The Seminar Series is held on Mondays at 4:00pm in ALS 4000.

Introduction given by David B. Hannaway, Professor of Crop Science

I want to express my appreciation to the seminar committee members from the several departments and colleges represented:

  • Gerd Bobe (Animal and Rangeland Sciences),
  • Molly Megraw (Botany & Plant Pathology),
  • Dave Myrold (Crop & Soil Science),
  • Christopher Still (Forest Ecosystems and Society), and
  • Ramesh Sagili (Horticulture)

and to several individuals from outside of OSU who have been helpful with their ideas and with identifying speakers:

  • Fred Provenza (Wildland Resources Dep., Utah State University),
  • Jon Bansen (J&J Organic, Grass-based Dairy), and
  • Peter Ballerstedt (Barenbrug USA)

Also, to Crop & Soil Science Department Head, Russ Karow for his encouragement in pursuing this theme-based series and identifying funds to support bringing to OSU several experts to address various components of the theme. Funding for guest speakers in this series is being provided by the following.

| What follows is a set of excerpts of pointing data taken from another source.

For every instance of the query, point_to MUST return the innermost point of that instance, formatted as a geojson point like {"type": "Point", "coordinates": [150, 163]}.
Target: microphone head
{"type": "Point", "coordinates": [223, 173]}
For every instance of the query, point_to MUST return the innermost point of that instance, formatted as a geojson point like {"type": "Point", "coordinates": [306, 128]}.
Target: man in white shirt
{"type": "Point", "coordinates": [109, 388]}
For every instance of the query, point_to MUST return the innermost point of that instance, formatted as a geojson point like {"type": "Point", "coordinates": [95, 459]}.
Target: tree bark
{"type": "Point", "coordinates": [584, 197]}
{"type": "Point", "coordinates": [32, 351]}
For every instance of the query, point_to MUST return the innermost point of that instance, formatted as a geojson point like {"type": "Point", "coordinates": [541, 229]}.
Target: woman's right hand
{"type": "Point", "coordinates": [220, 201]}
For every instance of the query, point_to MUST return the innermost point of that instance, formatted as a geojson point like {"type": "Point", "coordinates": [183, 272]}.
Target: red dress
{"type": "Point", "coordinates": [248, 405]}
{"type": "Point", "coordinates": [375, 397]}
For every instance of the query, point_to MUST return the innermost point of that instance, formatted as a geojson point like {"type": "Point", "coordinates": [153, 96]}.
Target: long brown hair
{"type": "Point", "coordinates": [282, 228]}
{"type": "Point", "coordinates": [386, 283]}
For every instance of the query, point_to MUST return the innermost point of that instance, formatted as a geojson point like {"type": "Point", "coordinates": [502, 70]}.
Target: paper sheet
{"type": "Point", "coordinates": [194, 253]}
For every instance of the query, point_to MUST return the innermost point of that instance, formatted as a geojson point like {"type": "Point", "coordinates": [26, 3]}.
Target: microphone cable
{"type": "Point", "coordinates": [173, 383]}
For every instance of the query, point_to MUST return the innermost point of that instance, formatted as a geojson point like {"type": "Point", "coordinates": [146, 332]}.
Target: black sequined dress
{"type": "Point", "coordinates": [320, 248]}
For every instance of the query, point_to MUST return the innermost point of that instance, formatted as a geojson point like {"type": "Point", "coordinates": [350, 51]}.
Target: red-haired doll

  • Gold Sponsor: Wait and Lois Rising Lectureship Fund – College of Agricultural Sciences
  • Silver Sponsor Units: Animal and Rangeland Sciences, Botany and Plant Pathology, College of Public Health and Human Sciences, Crop & Soil Science – Harward Lectureship Fund, and Forest Engineering, Resources and Management


This series is titled “Soil, Plant, Animal, and Human Nutrition: the Integrated Nature of Sustainability.” The idea for this theme grew out of conversations with Peter Ballerstedt, former OSU Extension Forage Specialist and long-time friend and colleague.

He and I share a common interest in forage-livestock systems and on the interrelationships among disciplines that make up those systems; soils, plants, animals, atmosphere, and the human aspects that are involved in managing, marketing, and consuming the products.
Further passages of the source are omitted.